A.              Par décision du 8 décembre 2020, adressée aux héritiers pour notification le même jour, la Juge de paix du district de l’Ouest lausannois (ci-après : la juge de paix) a fixé les frais pour la succession de feu V.________ à un montant total 539 francs.

 

              En droit, le premier juge a notamment comptabilisé un montant de 110 fr. à titre de « Débours RF - Transfert immobilier ».

 

 

B.              Par acte du 18 décembre 2020, R.________ a recouru contre la décision précitée, en concluant à sa réforme en ce sens que le montant de 110 fr. figurant dans les frais de la succession soit annulé.
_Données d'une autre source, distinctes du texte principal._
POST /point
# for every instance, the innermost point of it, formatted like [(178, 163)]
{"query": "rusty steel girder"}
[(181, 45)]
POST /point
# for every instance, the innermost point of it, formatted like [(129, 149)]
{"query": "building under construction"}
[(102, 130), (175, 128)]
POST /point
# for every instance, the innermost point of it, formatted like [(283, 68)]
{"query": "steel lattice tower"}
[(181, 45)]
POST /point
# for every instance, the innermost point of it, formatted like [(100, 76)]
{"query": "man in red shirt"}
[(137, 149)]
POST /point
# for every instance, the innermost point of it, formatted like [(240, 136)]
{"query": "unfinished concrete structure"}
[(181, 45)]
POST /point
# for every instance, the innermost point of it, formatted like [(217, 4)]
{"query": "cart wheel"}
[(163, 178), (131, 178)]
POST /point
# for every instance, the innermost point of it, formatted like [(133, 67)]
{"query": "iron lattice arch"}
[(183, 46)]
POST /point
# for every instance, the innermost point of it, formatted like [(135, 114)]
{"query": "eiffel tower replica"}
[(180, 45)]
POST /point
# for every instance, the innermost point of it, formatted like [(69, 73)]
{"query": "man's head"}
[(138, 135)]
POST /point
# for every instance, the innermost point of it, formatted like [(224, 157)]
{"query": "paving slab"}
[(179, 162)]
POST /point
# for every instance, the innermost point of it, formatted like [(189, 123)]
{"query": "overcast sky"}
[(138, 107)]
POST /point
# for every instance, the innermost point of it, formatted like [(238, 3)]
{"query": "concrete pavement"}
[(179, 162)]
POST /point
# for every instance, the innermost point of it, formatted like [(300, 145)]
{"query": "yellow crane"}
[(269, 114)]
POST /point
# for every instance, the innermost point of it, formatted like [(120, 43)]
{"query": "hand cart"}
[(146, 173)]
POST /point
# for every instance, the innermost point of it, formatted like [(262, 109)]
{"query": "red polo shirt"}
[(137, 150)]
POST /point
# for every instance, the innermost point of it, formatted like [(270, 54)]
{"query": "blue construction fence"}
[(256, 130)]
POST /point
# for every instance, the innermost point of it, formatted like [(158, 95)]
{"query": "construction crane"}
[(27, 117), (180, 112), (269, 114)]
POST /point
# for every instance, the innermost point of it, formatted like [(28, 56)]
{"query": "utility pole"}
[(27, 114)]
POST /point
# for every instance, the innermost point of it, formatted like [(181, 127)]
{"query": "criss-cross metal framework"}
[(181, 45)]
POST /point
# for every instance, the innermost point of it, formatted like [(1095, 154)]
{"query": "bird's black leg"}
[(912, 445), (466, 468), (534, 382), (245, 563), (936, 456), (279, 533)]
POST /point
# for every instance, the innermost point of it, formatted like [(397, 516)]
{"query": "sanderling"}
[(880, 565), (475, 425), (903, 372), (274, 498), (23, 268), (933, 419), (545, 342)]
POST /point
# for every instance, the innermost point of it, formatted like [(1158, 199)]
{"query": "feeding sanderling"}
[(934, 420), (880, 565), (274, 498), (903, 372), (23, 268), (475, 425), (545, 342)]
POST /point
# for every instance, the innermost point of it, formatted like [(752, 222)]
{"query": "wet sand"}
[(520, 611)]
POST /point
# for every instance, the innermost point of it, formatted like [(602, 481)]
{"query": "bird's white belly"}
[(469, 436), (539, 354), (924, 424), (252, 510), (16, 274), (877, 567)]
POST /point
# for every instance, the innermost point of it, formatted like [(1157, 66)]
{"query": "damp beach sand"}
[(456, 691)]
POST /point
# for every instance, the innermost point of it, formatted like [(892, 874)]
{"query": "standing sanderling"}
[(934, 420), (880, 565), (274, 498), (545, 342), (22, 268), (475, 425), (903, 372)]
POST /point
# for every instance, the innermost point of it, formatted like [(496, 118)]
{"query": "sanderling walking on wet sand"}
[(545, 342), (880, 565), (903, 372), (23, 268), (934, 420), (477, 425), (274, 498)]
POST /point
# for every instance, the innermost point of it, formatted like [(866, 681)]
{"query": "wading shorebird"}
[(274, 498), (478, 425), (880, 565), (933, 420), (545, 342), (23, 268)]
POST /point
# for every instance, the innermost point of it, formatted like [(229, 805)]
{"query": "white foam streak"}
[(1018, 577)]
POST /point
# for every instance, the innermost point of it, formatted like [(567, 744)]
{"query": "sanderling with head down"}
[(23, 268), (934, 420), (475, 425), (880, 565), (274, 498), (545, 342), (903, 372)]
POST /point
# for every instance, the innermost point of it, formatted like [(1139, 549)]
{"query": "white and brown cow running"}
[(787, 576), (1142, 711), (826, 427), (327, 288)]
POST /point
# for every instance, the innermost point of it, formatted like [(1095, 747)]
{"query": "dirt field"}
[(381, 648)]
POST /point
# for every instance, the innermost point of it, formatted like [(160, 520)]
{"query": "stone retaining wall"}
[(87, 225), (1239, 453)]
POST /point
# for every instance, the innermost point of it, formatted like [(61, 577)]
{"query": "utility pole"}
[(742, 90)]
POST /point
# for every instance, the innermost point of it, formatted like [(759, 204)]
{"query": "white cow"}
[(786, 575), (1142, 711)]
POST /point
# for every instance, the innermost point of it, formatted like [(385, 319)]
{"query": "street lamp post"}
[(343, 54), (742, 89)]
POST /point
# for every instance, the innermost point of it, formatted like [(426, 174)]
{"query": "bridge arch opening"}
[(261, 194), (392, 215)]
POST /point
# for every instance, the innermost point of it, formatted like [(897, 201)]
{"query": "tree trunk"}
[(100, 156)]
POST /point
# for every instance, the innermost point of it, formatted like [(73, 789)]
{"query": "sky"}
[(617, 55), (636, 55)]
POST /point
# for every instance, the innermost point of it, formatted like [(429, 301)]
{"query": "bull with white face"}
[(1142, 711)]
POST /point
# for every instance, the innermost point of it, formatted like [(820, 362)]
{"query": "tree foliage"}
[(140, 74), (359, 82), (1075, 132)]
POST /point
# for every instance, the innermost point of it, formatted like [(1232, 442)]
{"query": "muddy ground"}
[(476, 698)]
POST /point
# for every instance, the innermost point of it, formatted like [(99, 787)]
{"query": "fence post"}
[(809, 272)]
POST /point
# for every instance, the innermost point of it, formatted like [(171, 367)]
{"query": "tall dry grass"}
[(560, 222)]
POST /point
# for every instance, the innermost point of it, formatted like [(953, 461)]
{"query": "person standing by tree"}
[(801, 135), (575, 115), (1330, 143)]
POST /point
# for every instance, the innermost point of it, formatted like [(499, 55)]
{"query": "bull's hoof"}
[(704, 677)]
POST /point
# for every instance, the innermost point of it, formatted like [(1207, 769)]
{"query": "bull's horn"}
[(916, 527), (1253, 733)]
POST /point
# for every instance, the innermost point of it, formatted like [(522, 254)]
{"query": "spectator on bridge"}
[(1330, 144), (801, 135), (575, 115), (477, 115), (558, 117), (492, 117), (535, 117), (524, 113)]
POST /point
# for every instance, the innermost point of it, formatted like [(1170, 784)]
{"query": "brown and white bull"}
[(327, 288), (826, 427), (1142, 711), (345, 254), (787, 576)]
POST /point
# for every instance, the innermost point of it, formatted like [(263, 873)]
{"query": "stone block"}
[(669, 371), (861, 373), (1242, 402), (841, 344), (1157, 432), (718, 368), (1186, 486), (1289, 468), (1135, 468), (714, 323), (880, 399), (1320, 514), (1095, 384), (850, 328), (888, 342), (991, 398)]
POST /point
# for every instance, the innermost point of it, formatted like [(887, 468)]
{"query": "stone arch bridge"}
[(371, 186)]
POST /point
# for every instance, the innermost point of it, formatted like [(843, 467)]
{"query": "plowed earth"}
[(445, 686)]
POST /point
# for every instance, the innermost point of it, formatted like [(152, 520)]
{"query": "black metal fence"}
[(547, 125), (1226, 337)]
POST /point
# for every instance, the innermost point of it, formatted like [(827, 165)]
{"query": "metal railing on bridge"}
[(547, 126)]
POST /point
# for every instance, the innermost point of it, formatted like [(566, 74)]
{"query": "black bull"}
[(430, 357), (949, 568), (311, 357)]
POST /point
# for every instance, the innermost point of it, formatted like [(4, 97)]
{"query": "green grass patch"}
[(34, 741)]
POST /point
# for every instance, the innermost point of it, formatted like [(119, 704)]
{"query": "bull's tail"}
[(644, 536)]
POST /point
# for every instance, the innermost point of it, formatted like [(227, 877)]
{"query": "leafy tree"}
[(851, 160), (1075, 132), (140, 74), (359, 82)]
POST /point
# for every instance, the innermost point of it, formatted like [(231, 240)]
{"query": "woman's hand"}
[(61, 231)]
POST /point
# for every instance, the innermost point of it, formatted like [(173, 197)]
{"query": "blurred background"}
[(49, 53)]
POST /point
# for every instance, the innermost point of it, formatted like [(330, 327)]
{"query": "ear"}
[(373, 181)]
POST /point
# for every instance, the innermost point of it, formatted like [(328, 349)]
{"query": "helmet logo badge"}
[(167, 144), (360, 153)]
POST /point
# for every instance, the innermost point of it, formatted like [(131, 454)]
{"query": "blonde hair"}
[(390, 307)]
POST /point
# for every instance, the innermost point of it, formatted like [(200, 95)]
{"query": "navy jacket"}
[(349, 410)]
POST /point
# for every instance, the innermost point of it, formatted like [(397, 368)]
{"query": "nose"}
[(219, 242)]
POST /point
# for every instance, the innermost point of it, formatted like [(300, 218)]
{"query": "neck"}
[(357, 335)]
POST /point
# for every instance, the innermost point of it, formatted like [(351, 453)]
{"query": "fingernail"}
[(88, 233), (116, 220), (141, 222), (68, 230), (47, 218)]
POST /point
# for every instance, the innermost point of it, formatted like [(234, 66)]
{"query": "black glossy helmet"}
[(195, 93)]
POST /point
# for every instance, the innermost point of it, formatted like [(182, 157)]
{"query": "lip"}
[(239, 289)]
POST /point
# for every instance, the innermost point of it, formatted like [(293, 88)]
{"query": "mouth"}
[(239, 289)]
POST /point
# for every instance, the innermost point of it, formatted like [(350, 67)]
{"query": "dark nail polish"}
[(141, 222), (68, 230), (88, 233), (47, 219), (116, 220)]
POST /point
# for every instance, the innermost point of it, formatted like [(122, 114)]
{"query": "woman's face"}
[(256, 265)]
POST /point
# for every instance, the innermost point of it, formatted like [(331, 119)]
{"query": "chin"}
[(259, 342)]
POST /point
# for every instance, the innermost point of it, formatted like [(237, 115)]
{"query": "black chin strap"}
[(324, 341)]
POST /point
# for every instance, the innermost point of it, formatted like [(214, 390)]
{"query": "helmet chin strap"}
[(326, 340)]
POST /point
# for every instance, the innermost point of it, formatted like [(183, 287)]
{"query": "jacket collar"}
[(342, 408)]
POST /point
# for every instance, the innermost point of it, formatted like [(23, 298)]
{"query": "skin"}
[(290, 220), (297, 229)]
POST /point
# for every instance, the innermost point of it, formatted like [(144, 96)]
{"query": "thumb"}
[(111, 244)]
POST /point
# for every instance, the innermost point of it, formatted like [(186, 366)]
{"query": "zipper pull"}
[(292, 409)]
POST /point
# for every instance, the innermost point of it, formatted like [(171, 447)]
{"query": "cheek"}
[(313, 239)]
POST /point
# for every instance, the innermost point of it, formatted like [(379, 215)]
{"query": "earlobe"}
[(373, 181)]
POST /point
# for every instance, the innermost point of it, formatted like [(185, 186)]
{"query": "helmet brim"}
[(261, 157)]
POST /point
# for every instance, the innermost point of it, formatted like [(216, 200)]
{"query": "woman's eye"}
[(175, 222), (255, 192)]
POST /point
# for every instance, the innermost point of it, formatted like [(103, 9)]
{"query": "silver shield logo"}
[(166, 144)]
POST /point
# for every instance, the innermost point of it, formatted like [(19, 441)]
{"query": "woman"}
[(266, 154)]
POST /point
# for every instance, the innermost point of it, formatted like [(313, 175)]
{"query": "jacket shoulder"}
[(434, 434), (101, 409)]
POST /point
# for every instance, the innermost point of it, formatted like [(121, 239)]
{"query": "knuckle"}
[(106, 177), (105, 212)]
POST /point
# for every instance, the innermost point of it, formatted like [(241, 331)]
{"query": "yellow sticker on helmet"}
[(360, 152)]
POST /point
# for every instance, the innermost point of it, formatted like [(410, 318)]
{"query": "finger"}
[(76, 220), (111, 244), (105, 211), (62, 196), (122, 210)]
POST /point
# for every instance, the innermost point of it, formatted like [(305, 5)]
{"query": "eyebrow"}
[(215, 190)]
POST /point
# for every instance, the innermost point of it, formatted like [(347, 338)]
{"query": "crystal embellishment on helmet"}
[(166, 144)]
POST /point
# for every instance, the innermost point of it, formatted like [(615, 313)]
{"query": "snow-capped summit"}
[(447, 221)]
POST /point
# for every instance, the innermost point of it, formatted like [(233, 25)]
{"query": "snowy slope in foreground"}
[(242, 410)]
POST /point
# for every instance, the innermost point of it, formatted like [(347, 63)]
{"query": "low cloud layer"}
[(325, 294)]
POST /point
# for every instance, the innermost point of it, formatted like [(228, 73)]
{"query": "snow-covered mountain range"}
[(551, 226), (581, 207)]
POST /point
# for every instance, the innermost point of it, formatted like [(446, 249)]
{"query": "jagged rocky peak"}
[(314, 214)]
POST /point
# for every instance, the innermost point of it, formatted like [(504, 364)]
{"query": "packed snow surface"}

Outre la décision attaquée, l’intéressée a produit un lot de cinq pièces à l’appui de son mémoire.

 

 

C.              La Chambre des recours civile fait sien dans son entier l’état de fait de la décision, complété par les pièces du dossier, dont il ressort notamment ce qui suit :

 

1.              V.________, décédé le [...] 2020, a laissé comme seuls héritiers légaux son épouse [...], son fils [...] et sa fille R.________.

 

              Les trois héritiers ont chacun déclaré accepter la succession le 1er juin 2020.

 

2.              Un document intitulé « Transfert immobilier / Certificat d’héritiers » établi le 9 septembre 2020 par la juge de paix comporte une réquisition de transfert immobilier, au nom des héritiers et à la demande de ceux-ci, de l’immeuble n° [...] de la Commune d’[...], en copropriété simple pour une demi, qui était compris dans la succession.

 

              Selon le sceau humide apposé sur le document précité par le Conservateur du Registre foncier de l’Est vaudois, l’inscription de ce transfert a été opérée le 5 octobre 2020 sous n° [...] et l’émolument y relatif s’élevait à 110 francs.

 

              Le 3 novembre 2020, le Registre foncier de l’Est vaudois a adressé à la juge de paix une facture relative à l’émolument de l’inscription opérée le 5 octobre 2020 concernant la succession de feu V.________, d’un montant de 110 francs.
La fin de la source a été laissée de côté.